CHAI then worked with the national government to clarify the HPV eligibility and schedule policy, inform community activists about the HPV vaccination program, and develop refresher trainings for all healthcare workers carrying out immunization activities. Additionally, CHAI supported immunization programs to test a new set of community engagement activities in 14 districts, including districts in Karamoja. This program reached 600 district health and education officials, as well as engaging local religious, community, and political leaders – and engaged parents by inviting them to ‘parent-teacher’ meetings at designated schools while healthcare workers were vaccinating. In these 14 districts, the number of girls that received their second dose of HPV went up by nearly 20 percent within a month of the engagement.


Many governments are working to introduce the HPV vaccine as part of their routine immunization programs.

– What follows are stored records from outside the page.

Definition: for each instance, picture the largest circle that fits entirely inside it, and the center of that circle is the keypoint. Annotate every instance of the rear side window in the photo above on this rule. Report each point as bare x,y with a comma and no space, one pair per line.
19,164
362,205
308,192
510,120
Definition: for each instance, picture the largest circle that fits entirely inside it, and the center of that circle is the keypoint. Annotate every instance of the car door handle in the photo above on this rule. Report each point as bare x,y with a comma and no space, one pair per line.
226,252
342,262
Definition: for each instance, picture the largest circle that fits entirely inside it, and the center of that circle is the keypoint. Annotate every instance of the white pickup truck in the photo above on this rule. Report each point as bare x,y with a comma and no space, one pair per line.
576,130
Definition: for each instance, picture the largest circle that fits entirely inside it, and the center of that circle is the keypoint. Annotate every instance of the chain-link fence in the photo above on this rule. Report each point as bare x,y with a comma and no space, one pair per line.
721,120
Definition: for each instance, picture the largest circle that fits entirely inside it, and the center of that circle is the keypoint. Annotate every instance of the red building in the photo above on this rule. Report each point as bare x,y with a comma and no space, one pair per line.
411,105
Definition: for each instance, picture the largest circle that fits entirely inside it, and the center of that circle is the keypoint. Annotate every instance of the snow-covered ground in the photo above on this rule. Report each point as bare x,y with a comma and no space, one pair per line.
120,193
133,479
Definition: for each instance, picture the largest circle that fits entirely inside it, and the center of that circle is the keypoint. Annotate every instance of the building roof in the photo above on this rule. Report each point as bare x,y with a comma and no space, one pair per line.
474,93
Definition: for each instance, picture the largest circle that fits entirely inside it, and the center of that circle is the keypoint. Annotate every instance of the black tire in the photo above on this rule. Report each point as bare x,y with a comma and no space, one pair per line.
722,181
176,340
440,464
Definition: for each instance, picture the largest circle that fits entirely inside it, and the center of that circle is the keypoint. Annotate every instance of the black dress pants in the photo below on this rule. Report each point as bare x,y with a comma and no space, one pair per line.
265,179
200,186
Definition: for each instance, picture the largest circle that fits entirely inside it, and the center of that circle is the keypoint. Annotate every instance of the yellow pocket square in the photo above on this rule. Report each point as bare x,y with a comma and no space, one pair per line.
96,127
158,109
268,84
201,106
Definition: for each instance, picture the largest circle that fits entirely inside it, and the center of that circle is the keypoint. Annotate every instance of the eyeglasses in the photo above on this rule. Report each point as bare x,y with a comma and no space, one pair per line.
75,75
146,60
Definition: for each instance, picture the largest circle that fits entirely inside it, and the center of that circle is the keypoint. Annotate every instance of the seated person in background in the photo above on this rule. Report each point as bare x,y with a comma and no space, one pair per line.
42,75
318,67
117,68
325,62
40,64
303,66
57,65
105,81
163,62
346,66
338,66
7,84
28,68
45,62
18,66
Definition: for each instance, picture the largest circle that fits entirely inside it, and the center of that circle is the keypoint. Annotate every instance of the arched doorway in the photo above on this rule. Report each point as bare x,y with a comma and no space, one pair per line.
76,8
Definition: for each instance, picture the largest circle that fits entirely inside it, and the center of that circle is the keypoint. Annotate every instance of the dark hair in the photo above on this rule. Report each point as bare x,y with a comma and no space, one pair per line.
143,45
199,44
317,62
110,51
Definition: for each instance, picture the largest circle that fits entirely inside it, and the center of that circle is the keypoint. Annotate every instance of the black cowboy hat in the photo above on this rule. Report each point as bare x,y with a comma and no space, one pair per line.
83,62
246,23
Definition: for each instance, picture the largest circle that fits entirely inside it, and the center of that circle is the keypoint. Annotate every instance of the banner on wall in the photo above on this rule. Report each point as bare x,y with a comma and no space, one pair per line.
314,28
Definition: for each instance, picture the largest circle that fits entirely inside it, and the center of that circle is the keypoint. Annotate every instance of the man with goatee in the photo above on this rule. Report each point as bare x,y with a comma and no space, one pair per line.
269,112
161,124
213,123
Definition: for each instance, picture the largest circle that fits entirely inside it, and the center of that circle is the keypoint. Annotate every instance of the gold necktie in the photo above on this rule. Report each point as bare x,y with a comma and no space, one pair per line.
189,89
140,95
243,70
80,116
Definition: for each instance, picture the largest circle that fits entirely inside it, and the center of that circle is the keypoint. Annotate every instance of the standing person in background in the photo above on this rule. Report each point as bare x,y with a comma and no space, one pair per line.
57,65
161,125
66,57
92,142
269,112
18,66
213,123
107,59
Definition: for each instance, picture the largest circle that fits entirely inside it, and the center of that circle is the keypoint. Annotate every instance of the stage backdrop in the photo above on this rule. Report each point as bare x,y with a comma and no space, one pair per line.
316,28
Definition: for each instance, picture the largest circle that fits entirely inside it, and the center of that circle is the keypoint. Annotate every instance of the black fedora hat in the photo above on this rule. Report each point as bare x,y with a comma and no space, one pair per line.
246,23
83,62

At the end of 2017, coverage for the second dose of HPV increased to 42 percent, still shy of the 85 percent target. However, with a clearer sense of the challenges, CHAI has been able to collaborate with the Ministry of Health and other key vaccination partners to develop a coverage improvement plan for the national program. This includes a national re-launch of the program that will engage community education, religious, and political leaders this year. The re-launch will also reengage schools and healthcare workers to strengthen their understanding of and role in the HPV vaccination program – including distribution of key materials and tools to all communities.

Moreover, CHAI has been able to use the lessons learned from the challenges the Ugandan program encountered to help other governments. Both Tanzania and Ethiopia are introducing HPV into routine immunization this year and are using the lessons learned from Uganda to clarify policies, engage the right stakeholders, and ensure that the right information is available to girls, schools, and teachers. In the coming years, at least three more countries are also preparing to leverage these learnings to strengthen introductions of the HPV vaccine with CHAI support.

The sharing of these best practices won’t be limited to countries where CHAI works. CHAI is working with a global group of partners who share information, challenges, and mitigation actions around HPV programs to ensure the success of countries eligible for Gavi support that have not yet introduced HPV programs.